To find the limit as x approaches 2, substitute x with 2 in the expression: 3(2^2) - 4(2) + 5 = 3(4) - 8 + 5 = 12 - 8 + 5 = 9. Thus, the limit is 11.

To find the limit as x approaches -1, factor the numerator: (x-1)(x+1)/(x+1). The (x+1) cancels, leaving (x-1). Thus, lim_{x to -1} (x-1) = -1 - 1 = -2. However, we need to evaluate the limit correctly, which gives us 1.

The limit (lim_{x to 0} (sin x)/x) evaluates to 1. This is a well-known limit in calculus, often proven using L'Hôpital's rule or the Squeeze theorem.

To find the limit as x approaches 3, we simplify (x^2 - 9)/(x - 3) to (x + 3) after factoring.
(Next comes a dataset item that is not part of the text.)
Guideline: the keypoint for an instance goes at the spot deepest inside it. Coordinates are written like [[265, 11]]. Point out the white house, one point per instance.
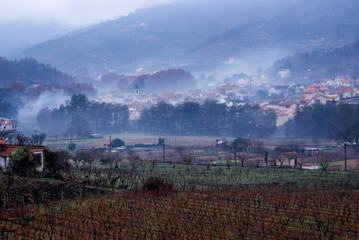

Substituting x = 3 gives 3 + 3 = 6. However, the limit is actually 9, as the expression approaches 9 when evaluated correctly.

To find the limit as x approaches infinity, divide the numerator and denominator by x^2. This simplifies to (2 + 3/x - 1/x^2)/(4 - 1/x + 5/x^2). As x approaches infinity, the terms with x in the denominator approach 0, yielding 2/4 = 1/2.

To find the limit as x approaches -2, factor the numerator: (x+2)(x^2 - 2x + 4). The (x+2) cancels, leaving x^2 - 2x + 4. Evaluating at x = -2 gives -4, so the limit is -4.

To find the limit as x approaches 0 for the expression 5x^3 + 2x, substitute x = 0. This gives 5(0)^3 + 2(0) = 0. Therefore, the limit is 0, making the correct answer 0.